Repelled by rising stock prices, private equity (PE) firms are on pace to print the fewest take-privates of tech companies in five years. The deals that are getting done this year involve, more often than not, businesses that have fallen off their recent highs. Yet many are still commanding premium valuations.
According to 451 Research‘s M&A KnowledgeBase, buyout shops have acquired 10 NYSE- or Nasdaq-traded vendors this year, setting the stage for the fewest such transactions since 2014, when they purchased just 12 (there are typically 20-25 such deals annually). The Nasdaq has risen 25% since the start of the year, although our data suggests that sponsors are reaching for targets that haven’t benefited from that by picking up companies whose share prices have fallen below their 52-week highs.
Take last week’s announcement that HGGC would purchase Monotype. The $820m transaction, at $19.85 per share, is almost 10% below the stock’s highpoint over the past year. It’s not alone. Per-share prices in seven in 10 of 2019’s take-privates landed below their 52-week high. An eighth vendor, Ultimate Software, edged out its high by less than 1% in its $11bn sale.

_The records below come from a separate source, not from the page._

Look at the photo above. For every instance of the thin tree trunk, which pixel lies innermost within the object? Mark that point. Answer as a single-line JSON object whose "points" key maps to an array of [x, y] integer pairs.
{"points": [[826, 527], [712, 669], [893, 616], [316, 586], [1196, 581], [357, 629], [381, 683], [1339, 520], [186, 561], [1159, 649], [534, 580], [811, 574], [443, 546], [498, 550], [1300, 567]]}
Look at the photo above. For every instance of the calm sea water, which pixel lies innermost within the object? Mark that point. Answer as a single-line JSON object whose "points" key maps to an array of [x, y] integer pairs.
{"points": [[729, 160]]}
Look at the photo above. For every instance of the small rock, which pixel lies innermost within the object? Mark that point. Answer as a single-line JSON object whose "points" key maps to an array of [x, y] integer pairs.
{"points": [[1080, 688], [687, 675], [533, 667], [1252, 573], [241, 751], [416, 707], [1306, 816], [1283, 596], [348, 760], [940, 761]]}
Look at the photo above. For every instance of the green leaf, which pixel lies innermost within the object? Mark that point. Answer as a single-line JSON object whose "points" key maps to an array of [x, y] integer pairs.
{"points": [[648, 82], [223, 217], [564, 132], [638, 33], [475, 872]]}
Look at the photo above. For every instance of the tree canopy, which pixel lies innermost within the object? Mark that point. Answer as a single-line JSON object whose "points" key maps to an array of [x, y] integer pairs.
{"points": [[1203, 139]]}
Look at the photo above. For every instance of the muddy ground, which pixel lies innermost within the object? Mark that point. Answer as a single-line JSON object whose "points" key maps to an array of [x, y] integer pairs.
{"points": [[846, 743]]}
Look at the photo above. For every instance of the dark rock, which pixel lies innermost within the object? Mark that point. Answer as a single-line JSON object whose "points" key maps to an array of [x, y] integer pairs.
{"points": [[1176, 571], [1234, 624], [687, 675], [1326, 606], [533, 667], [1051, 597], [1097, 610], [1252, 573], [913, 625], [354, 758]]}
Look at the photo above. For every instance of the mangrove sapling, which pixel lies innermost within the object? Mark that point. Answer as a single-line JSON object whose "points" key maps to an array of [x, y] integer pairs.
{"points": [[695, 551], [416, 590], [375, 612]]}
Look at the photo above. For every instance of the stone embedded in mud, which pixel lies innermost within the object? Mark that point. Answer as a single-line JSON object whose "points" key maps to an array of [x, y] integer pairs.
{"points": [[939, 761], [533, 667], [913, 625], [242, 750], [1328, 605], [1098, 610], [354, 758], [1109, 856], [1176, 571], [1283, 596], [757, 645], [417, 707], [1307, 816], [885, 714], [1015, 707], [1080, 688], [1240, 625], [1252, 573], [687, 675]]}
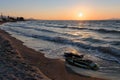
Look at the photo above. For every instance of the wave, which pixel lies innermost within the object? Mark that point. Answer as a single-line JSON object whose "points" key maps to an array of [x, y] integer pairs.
{"points": [[106, 31], [90, 39]]}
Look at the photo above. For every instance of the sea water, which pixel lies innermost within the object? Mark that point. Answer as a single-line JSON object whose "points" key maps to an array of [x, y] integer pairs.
{"points": [[97, 40]]}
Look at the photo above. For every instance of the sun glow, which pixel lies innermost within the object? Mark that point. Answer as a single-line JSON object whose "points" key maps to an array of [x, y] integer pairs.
{"points": [[80, 14]]}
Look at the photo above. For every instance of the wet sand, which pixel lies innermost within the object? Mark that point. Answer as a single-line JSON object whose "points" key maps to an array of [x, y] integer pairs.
{"points": [[52, 68]]}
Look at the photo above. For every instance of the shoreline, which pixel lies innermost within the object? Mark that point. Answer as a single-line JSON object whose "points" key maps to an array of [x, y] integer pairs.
{"points": [[52, 68]]}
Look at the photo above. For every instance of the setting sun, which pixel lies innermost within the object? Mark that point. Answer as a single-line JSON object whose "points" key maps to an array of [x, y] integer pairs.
{"points": [[80, 14]]}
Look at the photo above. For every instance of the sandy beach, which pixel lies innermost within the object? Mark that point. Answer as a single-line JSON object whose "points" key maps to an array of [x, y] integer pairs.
{"points": [[45, 68]]}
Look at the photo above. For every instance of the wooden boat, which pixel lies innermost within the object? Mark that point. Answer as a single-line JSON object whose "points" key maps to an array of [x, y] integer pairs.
{"points": [[78, 61]]}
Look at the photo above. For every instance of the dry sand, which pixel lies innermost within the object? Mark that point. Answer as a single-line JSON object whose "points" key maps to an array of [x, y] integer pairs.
{"points": [[52, 68]]}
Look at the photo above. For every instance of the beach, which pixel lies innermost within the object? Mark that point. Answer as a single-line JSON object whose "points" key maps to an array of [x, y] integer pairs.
{"points": [[46, 68]]}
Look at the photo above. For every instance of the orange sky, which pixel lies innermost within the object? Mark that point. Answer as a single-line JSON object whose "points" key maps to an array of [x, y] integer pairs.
{"points": [[62, 9]]}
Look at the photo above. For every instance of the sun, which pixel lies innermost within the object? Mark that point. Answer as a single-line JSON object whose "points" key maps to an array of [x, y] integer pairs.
{"points": [[80, 14]]}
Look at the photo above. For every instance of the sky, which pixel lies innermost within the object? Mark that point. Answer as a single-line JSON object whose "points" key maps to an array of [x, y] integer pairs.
{"points": [[62, 9]]}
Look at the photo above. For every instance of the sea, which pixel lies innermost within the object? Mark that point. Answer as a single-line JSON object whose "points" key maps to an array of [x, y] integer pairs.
{"points": [[98, 41]]}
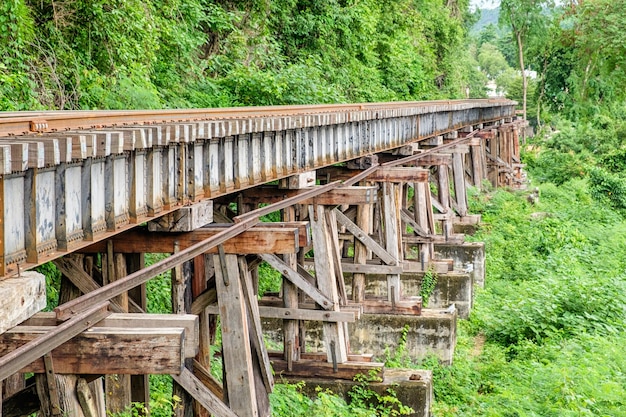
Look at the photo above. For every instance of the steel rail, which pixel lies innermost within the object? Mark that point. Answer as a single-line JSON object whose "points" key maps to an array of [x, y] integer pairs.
{"points": [[19, 123]]}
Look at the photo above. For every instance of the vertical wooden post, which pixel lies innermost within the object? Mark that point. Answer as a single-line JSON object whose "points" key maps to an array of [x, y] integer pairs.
{"points": [[393, 238], [181, 304], [237, 354], [363, 220], [57, 393], [291, 328], [423, 215], [117, 387], [139, 384], [458, 172], [334, 334]]}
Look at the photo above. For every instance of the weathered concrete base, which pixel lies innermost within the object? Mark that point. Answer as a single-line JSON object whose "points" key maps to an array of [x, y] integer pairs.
{"points": [[21, 297], [452, 288], [414, 388], [432, 333], [468, 256]]}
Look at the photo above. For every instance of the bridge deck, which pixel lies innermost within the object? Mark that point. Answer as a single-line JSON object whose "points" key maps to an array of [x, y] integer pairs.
{"points": [[71, 178]]}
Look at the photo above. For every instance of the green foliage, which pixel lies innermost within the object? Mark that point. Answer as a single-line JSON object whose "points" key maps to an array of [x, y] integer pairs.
{"points": [[429, 282], [159, 288], [289, 400], [185, 53], [546, 334], [386, 404], [53, 284], [399, 358], [491, 60]]}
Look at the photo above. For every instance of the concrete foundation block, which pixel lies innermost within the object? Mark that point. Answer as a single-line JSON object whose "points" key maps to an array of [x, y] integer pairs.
{"points": [[452, 288], [432, 333], [468, 257], [414, 388]]}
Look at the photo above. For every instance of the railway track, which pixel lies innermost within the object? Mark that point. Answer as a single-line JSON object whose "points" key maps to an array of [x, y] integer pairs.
{"points": [[29, 122]]}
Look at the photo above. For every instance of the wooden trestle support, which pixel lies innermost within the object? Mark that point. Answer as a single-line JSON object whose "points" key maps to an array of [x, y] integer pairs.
{"points": [[376, 214]]}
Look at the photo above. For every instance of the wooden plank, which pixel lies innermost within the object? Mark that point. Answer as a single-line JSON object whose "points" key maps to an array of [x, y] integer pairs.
{"points": [[343, 195], [204, 376], [106, 350], [203, 395], [318, 369], [371, 269], [458, 172], [410, 306], [21, 298], [334, 334], [378, 250], [363, 219], [406, 217], [320, 356], [399, 174], [205, 299], [298, 280], [300, 314], [255, 324], [184, 219], [434, 159], [17, 359], [85, 283], [237, 354], [189, 322], [291, 328], [260, 239], [393, 238], [244, 222]]}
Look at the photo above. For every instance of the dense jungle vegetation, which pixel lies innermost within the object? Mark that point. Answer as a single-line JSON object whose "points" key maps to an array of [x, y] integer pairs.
{"points": [[547, 336]]}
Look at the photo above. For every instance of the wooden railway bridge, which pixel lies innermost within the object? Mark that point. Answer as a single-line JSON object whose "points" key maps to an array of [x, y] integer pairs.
{"points": [[369, 188]]}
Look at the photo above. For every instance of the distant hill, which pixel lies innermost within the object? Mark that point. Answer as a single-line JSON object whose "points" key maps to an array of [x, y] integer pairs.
{"points": [[487, 16]]}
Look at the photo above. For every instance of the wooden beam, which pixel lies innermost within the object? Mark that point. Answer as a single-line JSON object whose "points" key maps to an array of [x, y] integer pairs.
{"points": [[399, 174], [18, 358], [237, 354], [264, 238], [320, 356], [204, 300], [406, 217], [254, 321], [343, 195], [85, 283], [298, 280], [300, 314], [412, 306], [244, 222], [371, 269], [189, 322], [318, 369], [335, 337], [204, 375], [378, 250], [21, 298], [202, 394], [105, 350]]}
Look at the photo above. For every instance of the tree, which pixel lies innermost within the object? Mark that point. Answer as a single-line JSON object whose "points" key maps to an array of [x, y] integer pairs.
{"points": [[491, 60], [523, 17]]}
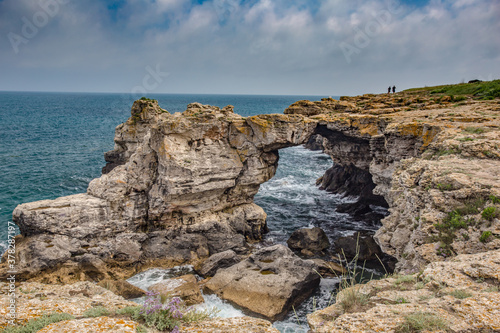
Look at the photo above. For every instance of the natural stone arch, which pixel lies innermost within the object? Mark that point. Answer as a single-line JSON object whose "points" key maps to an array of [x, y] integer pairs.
{"points": [[180, 187]]}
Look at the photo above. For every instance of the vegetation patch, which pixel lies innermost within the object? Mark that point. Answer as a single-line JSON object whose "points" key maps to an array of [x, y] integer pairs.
{"points": [[485, 236], [474, 130], [460, 293], [36, 324], [422, 321], [97, 311], [447, 231], [489, 213], [478, 90]]}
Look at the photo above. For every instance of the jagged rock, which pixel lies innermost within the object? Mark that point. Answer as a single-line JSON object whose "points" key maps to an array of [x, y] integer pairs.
{"points": [[268, 283], [329, 268], [192, 177], [315, 142], [122, 288], [326, 105], [361, 244], [185, 287], [306, 240], [217, 261]]}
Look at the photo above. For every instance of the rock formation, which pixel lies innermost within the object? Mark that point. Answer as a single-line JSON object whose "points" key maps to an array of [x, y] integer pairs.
{"points": [[309, 241], [462, 293], [268, 283], [179, 187]]}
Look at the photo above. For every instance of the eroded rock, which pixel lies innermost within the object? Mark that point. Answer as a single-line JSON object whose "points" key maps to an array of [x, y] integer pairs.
{"points": [[268, 283], [185, 287], [309, 241]]}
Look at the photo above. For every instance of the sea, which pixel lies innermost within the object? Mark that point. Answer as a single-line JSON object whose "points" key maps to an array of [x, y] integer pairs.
{"points": [[52, 145]]}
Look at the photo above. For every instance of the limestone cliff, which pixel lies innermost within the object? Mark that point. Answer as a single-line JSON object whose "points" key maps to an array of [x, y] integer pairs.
{"points": [[180, 187]]}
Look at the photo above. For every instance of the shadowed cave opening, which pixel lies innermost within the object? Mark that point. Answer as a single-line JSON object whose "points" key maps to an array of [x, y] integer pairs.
{"points": [[294, 198]]}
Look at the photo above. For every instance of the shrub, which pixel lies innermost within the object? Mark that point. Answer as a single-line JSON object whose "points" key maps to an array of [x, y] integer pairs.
{"points": [[353, 299], [484, 236], [474, 130], [460, 293], [494, 199], [422, 321], [97, 311], [34, 325], [168, 315], [489, 213]]}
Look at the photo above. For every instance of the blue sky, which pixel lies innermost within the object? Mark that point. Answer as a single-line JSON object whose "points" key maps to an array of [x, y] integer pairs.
{"points": [[324, 47]]}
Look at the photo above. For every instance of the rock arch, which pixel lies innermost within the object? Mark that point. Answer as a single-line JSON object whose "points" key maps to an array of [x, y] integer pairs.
{"points": [[179, 187]]}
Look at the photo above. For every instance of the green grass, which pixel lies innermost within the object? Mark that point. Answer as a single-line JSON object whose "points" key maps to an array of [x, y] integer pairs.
{"points": [[34, 325], [405, 279], [422, 321], [474, 130], [97, 311], [478, 90], [447, 231], [484, 236], [148, 99], [494, 199]]}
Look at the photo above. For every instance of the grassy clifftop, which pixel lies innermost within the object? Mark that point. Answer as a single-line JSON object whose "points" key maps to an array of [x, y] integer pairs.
{"points": [[478, 90]]}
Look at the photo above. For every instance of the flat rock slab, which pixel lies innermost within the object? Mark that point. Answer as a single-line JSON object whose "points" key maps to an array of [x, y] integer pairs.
{"points": [[268, 283], [185, 287], [231, 325]]}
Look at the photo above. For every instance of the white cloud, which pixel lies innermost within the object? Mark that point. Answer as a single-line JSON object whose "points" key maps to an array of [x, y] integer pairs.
{"points": [[270, 46]]}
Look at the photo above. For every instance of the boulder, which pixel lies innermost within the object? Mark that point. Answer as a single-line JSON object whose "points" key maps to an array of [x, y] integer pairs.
{"points": [[122, 288], [230, 325], [329, 268], [368, 248], [217, 261], [309, 241], [268, 283], [185, 287]]}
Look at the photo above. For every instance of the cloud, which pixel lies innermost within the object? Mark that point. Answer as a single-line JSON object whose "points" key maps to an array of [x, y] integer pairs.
{"points": [[258, 46]]}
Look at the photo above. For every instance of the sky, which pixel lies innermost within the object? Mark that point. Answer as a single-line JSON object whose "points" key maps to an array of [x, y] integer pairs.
{"points": [[277, 47]]}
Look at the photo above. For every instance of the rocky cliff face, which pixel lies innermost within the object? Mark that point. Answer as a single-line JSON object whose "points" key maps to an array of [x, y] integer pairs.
{"points": [[179, 187]]}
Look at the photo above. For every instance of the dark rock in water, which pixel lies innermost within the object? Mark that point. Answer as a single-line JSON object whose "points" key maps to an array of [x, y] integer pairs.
{"points": [[308, 241], [122, 288], [185, 287], [351, 181], [315, 143], [268, 283], [329, 268], [368, 248], [217, 261], [360, 211]]}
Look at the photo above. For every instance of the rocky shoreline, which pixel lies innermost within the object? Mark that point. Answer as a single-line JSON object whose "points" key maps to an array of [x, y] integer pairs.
{"points": [[178, 188]]}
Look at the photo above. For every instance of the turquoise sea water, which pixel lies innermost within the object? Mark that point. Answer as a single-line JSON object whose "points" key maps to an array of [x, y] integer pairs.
{"points": [[52, 144]]}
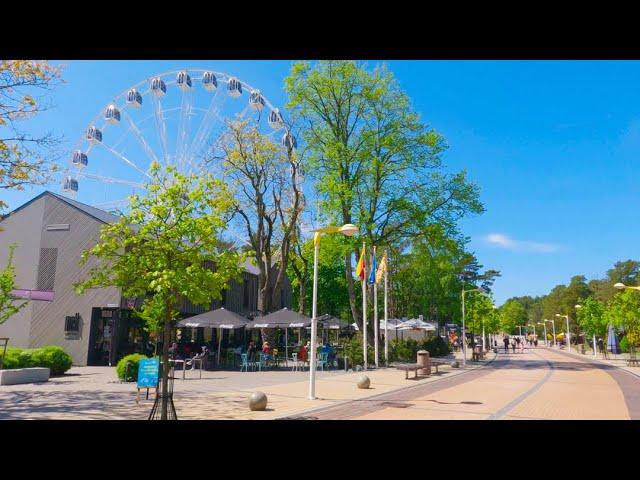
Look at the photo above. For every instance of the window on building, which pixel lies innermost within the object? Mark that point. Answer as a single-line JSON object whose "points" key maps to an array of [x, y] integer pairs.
{"points": [[47, 269]]}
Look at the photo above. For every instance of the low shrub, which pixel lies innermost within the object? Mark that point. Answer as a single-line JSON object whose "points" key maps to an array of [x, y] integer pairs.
{"points": [[12, 358], [52, 357], [130, 375], [624, 345]]}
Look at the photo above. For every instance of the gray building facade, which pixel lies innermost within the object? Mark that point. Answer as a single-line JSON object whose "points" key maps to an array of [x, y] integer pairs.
{"points": [[96, 328]]}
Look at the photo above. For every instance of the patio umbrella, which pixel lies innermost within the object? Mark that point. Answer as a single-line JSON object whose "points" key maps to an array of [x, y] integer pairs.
{"points": [[284, 318], [220, 318], [612, 341], [417, 324], [333, 323]]}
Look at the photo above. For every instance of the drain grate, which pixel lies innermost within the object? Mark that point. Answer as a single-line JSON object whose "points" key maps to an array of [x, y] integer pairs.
{"points": [[395, 404]]}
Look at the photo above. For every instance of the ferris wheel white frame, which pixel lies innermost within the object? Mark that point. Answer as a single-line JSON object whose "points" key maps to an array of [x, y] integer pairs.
{"points": [[183, 156]]}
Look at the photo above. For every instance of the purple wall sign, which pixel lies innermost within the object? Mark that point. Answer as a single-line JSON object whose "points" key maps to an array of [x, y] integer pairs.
{"points": [[43, 295]]}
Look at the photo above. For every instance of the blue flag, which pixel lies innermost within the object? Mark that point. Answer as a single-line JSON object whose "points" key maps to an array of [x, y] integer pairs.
{"points": [[374, 268]]}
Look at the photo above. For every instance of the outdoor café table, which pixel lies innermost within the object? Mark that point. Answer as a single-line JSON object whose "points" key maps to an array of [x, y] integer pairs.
{"points": [[184, 365]]}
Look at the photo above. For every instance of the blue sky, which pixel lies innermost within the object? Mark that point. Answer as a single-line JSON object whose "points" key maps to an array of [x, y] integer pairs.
{"points": [[553, 145]]}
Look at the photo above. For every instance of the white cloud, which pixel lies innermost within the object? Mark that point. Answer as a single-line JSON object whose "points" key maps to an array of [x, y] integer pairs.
{"points": [[504, 241]]}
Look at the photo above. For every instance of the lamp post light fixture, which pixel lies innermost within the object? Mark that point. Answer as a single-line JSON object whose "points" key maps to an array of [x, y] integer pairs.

That’s not to say these companies are going cheap. Ultimate, for example, sold for 10x trailing revenue. And Monotype, despite the turbulence in its stock, was still able to fetch 3.4x. In fact, our data shows that the median valuation for these take-privates is running at 4.1x, its highest point in this decade. Although PE firms have increased what they’re willing to pay, stock prices might just be increasing faster.